Much of Chamberlain’s education can be said to have taken place in New York bars like The Cedar Tavern and Max’s Kansas City during boozy nights spent with New York School luminaries Jackson Pollock and Franz Kline along with Andy Warhol’s clique of demimondaines. His antics there (he was once arrested for drunken fisticuffs with a police officer) gave him a reputation as something of a bad-boy artist.
The sculptures he is best known for—large, bright, abstract assemblages of junked car metal—are syntheses of the archly formal expressionist tradition and the candy-colored consumerist commentary of Pop. His singular vision combined a raw, masculine destruction of his source material with elegant, gestural touches in the finished pieces. Over his long career, Chamberlain also worked in photography and film. He is the director of the cult-classic experimental film The Secret Life of Hernando Cortez starring Taylor Mead and Ultra Violet, and just this year showed large photographic experiments at Steven Kasher Gallery.

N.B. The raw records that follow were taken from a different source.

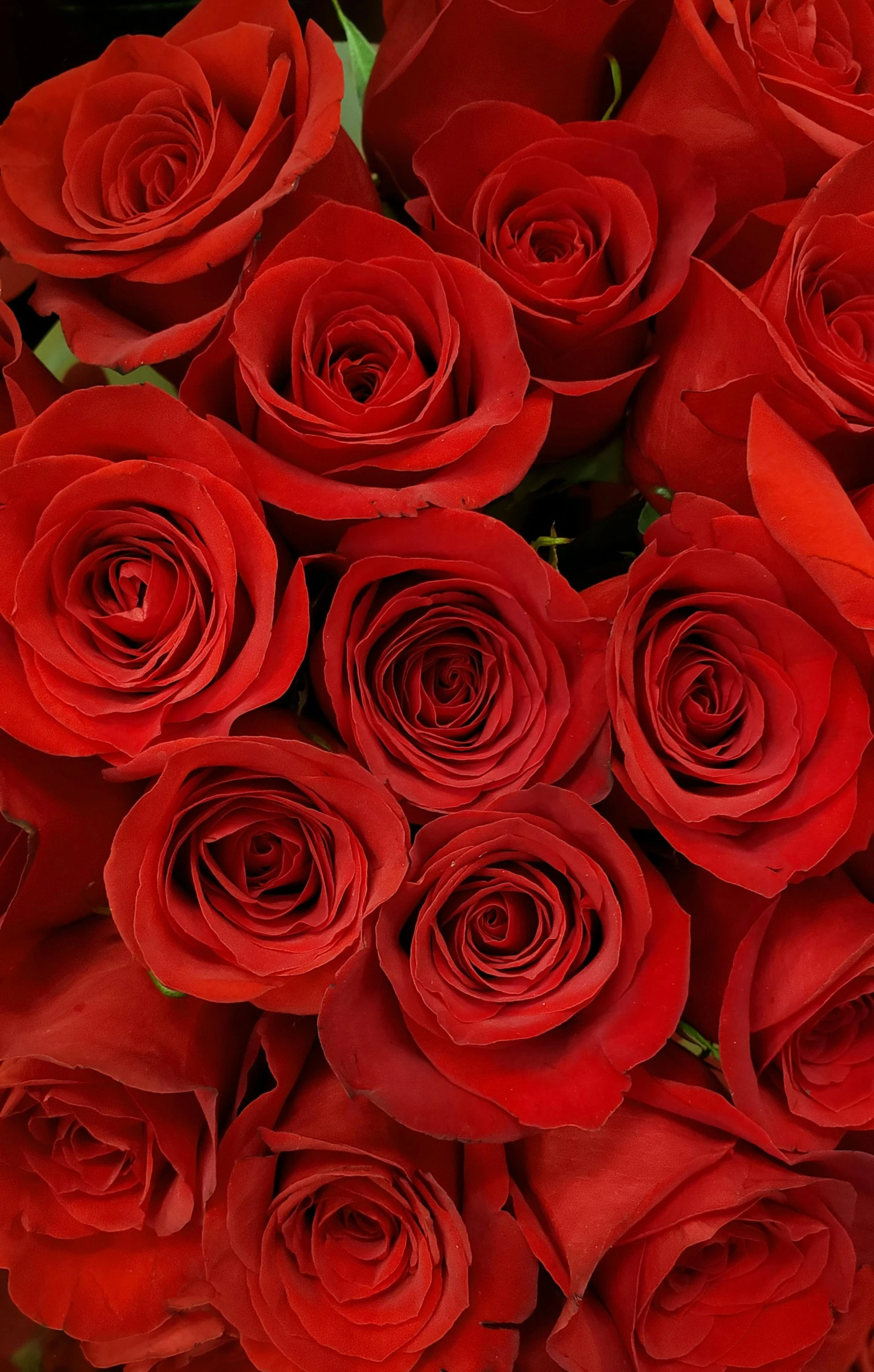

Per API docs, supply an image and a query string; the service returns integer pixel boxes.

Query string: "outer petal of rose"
[0,734,140,968]
[213,387,553,520]
[318,948,525,1143]
[626,258,852,515]
[620,0,786,238]
[0,621,103,758]
[363,0,642,199]
[746,396,874,646]
[508,1092,735,1291]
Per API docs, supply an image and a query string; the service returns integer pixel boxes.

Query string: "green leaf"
[33,319,75,382]
[333,0,376,104]
[33,319,179,395]
[10,1339,43,1372]
[637,502,661,534]
[484,432,624,528]
[601,53,621,123]
[147,968,187,1000]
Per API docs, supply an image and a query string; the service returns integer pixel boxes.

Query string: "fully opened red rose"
[106,738,407,1014]
[318,786,689,1140]
[204,1015,536,1372]
[314,511,608,814]
[0,386,307,759]
[407,102,714,457]
[181,204,552,520]
[0,918,251,1339]
[623,0,874,236]
[0,0,343,368]
[511,1069,874,1372]
[608,495,874,896]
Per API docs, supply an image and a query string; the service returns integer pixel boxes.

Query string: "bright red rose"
[623,0,874,240]
[626,140,874,513]
[204,1015,536,1372]
[0,918,251,1341]
[318,786,689,1140]
[0,386,309,760]
[181,204,552,520]
[606,495,874,896]
[509,1069,874,1372]
[363,0,670,196]
[407,102,714,457]
[0,732,140,972]
[0,0,357,369]
[106,738,409,1014]
[313,511,609,817]
[700,871,874,1151]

Chamberlain represented the United States at the Venice Biennale in 1964, and his first retrospective was at the Guggenheim museum in 1971. Over the course of his prolific career, he had studios in New York, New Mexico, Florida, Connecticut, and finally Shelter Island, where several works-in-progress remain. He was represented by Pace until a public split last year, when he defected to Gagosian. The Guggenheim is planning another retrospective of his work in February 2012.